Op-eds are a form of ghostwriting that, while not unknown, are quite uncommon in this context. Generally, leading figures have a media staff who, being in day-to-day contact with the “talent” or “byline” can navigate issues and produce the right words. Speech writing is the most usual form of this practice. But it is relatively rare that national political parties, for instance, or leading human rights figures would farm out the drafting to outsiders.
Most of my clients, though, had no money for a standard professional staff. Without one, it was clear they were struggling to be heard in the news media. That’s where I came in.
While I always chose my clients carefully, selecting those who broadly reflected my own pro-human rights and pro-social justice views, I wrote for them, not instead of them. It is the client who must stand and give the speech or whose name is on the comment, they who must suffer its consequences, and they who, it must be said, get the plaudits.

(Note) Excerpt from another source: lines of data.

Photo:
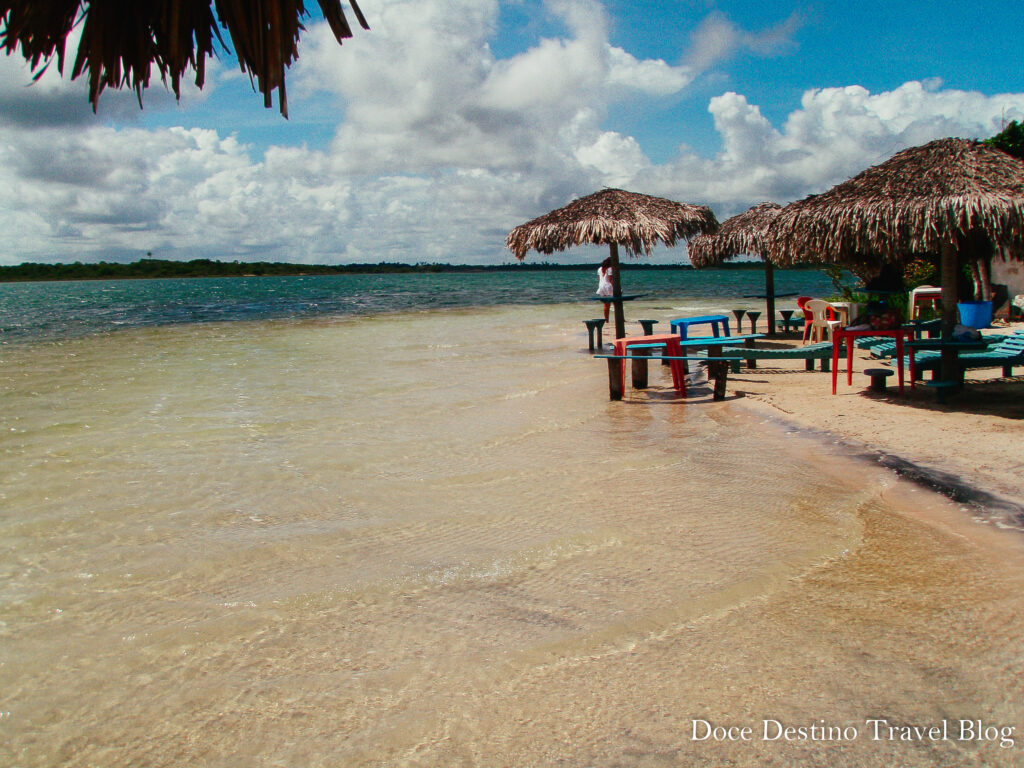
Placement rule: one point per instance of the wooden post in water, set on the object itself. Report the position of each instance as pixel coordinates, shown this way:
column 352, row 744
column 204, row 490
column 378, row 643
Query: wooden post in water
column 948, row 366
column 719, row 371
column 614, row 379
column 640, row 370
column 616, row 290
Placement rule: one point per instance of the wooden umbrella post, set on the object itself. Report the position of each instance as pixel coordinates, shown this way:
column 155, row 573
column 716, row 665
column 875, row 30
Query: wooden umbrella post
column 616, row 290
column 948, row 267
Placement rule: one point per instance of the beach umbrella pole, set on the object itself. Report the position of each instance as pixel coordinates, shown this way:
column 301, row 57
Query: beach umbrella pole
column 616, row 290
column 948, row 267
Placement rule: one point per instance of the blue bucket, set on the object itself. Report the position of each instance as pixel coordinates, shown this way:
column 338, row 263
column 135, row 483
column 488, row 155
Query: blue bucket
column 976, row 313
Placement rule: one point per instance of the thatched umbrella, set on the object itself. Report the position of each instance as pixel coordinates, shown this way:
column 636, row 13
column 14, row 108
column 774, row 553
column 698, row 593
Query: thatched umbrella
column 617, row 218
column 743, row 233
column 930, row 199
column 122, row 41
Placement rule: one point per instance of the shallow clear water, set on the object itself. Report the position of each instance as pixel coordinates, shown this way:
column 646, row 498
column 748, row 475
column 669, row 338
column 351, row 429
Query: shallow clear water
column 54, row 310
column 429, row 539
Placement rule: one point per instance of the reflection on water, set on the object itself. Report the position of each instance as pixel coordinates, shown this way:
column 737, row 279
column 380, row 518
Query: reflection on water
column 431, row 540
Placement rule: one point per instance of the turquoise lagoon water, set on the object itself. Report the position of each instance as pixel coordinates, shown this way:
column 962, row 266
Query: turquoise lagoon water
column 395, row 521
column 41, row 310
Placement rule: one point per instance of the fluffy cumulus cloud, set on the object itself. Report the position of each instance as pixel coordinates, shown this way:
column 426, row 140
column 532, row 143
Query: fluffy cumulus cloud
column 440, row 145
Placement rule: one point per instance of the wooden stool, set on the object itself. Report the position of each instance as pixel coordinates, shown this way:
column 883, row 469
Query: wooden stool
column 879, row 376
column 591, row 326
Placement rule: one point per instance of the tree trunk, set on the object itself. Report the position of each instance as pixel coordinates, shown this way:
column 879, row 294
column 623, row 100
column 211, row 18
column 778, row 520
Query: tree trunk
column 985, row 272
column 976, row 276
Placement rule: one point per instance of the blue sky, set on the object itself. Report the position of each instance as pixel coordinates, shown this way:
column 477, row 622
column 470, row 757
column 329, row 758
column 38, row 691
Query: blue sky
column 452, row 121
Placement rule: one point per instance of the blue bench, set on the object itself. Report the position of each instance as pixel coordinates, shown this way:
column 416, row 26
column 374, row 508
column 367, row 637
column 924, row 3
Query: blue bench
column 682, row 325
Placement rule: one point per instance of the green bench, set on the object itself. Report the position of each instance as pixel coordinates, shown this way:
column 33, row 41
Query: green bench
column 718, row 369
column 1006, row 353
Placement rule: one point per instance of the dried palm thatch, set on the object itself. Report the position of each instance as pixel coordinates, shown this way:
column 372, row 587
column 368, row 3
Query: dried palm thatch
column 915, row 202
column 123, row 40
column 931, row 199
column 743, row 233
column 635, row 221
column 612, row 217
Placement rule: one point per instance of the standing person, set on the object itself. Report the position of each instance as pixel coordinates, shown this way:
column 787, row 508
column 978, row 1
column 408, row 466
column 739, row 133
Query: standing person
column 604, row 284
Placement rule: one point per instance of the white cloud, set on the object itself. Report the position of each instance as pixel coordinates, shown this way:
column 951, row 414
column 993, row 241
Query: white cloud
column 440, row 146
column 717, row 39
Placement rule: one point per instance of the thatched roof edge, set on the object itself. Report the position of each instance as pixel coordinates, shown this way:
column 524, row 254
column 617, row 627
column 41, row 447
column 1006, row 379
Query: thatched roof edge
column 741, row 235
column 637, row 222
column 122, row 42
column 909, row 204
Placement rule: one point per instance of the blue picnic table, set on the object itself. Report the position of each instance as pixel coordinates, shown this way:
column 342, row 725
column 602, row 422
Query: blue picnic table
column 682, row 325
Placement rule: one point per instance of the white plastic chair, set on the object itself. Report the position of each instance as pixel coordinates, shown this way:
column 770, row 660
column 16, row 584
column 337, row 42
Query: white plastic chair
column 823, row 318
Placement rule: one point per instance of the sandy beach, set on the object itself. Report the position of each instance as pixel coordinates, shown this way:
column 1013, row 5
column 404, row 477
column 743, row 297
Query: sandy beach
column 971, row 448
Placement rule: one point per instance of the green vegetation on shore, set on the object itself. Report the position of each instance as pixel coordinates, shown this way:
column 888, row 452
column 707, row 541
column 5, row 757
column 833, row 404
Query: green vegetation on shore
column 210, row 268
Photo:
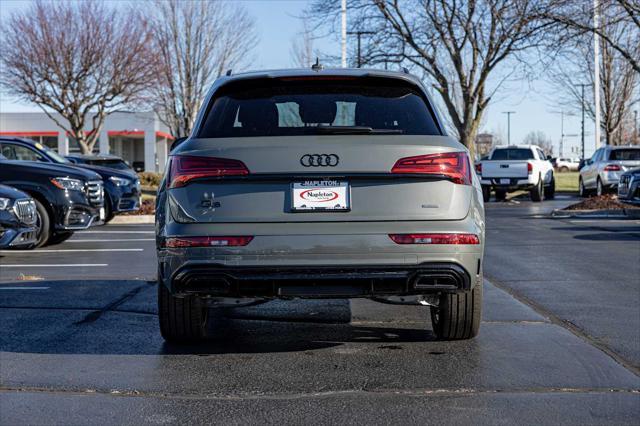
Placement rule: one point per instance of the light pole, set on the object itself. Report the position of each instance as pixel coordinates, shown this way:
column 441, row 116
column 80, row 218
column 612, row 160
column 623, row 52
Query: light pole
column 343, row 32
column 508, row 125
column 582, row 86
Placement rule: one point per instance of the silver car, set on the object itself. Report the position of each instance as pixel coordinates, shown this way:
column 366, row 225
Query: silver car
column 319, row 184
column 602, row 171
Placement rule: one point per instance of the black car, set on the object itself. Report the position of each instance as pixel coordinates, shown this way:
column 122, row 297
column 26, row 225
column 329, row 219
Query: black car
column 66, row 198
column 108, row 161
column 17, row 218
column 121, row 184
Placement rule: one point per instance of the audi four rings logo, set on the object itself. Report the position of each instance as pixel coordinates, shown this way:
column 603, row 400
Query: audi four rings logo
column 319, row 160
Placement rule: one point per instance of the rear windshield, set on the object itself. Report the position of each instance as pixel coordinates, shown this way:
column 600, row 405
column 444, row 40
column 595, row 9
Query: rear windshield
column 512, row 154
column 625, row 155
column 292, row 108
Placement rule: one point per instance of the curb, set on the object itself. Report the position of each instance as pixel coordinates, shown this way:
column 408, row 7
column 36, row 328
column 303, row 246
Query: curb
column 133, row 219
column 597, row 214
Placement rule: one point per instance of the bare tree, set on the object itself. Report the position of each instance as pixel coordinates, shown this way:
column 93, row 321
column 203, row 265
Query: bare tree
column 537, row 137
column 302, row 51
column 81, row 60
column 460, row 46
column 573, row 66
column 196, row 42
column 575, row 19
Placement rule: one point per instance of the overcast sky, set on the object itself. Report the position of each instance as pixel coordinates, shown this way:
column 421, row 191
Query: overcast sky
column 278, row 24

There is a delicate balance maintained by many ghost-writers who have gone before; they can give their heart and soul to their work, but still be prepared to take no credit for it. To paraphrase John F. Kennedy’s speechwriter, Ted Sorensen: I may write the words, but JFK was always the author. Other personal heroes like Don Watson and Graham Freudenberg, ghost-writers for Australian Prime Ministers Paul Keating and Gough Whitlam, respectively, had written some of my country’s most memorable and inspirational lines, yet never saw themselves as owning them. I, too, was happy to stay anonymous.

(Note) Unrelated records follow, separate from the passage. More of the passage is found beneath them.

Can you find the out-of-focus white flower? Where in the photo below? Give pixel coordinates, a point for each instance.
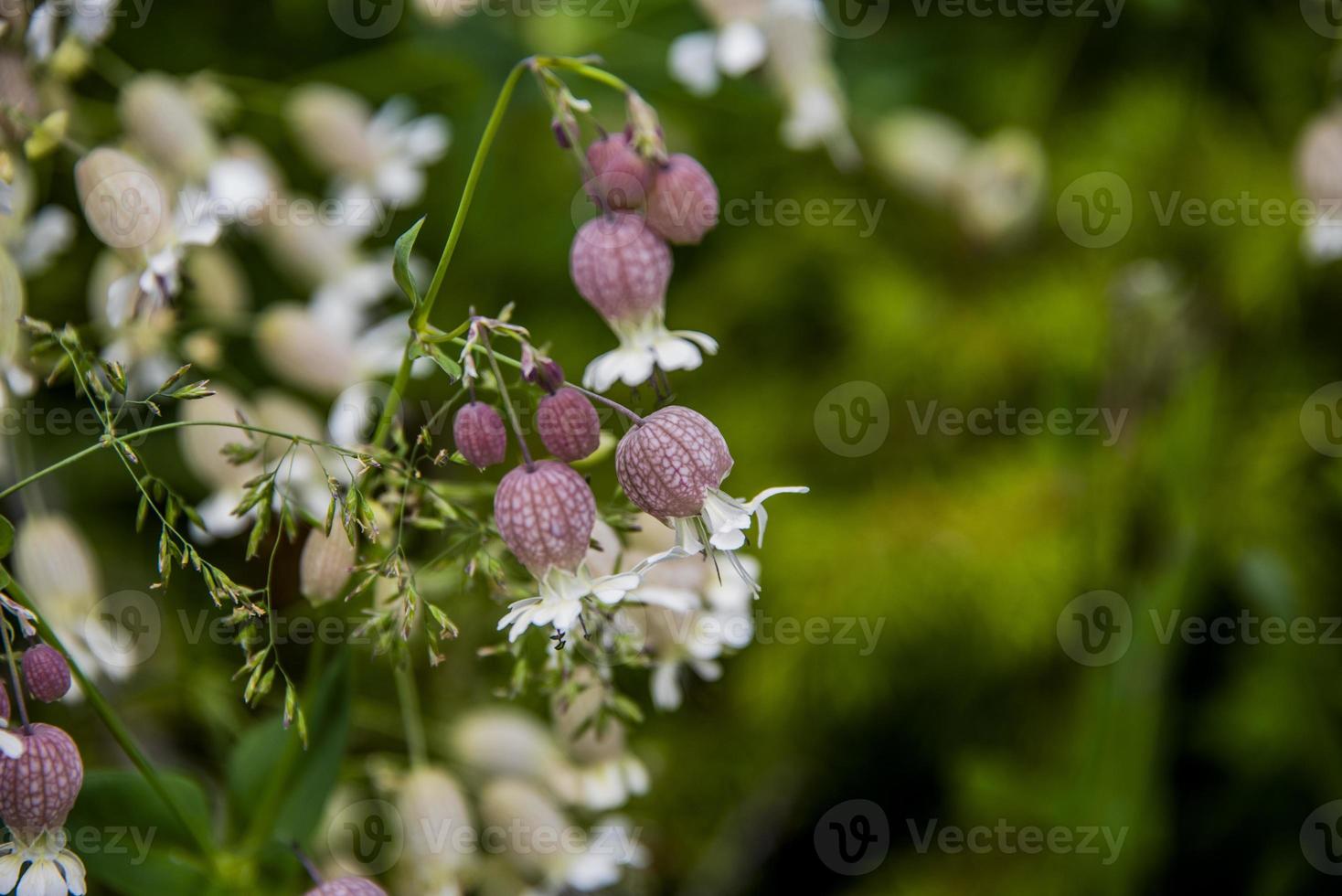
(502, 742)
(439, 833)
(86, 22)
(923, 152)
(803, 71)
(55, 563)
(544, 845)
(602, 773)
(378, 155)
(1001, 186)
(32, 236)
(1318, 169)
(789, 39)
(163, 121)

Politicians like the late Morgan Tsvangirai are different—clearly more inclined to take their place at the front of the crowd, in full glare of the lights and unprotected from the dangers, as I saw it, of political notoriety. From a simple upbringing in (Buhera), a rural area in south-central Zimbabwe (known as Rhodesia when he was born in 1952), Tsvangirai started working in a textile factory as a young man and then worked in nickel mines, where he rose into middle management.
I saw him as something of an imperfect hero in a land where popping your head above the parapet could get it knocked off. His character seemed admirable in that he stepped into the historic moment presented before him—an act that took courage and dedication—and maintained his line, despite the obstacles.
Some viewed him, rather, as flaky, organizationally inept, and philandering. He may have been all these things, but I was moved by his willingness to take the hits for his cause, sometimes literally.
I recognized in him an important voice in the fight against Mugabe’s seemingly unending dictatorship in Zimbabwe. The world, I surmised, needed him to state the alternative, to rally the so-called international community, and to publicize Mugabe’s violence and lies.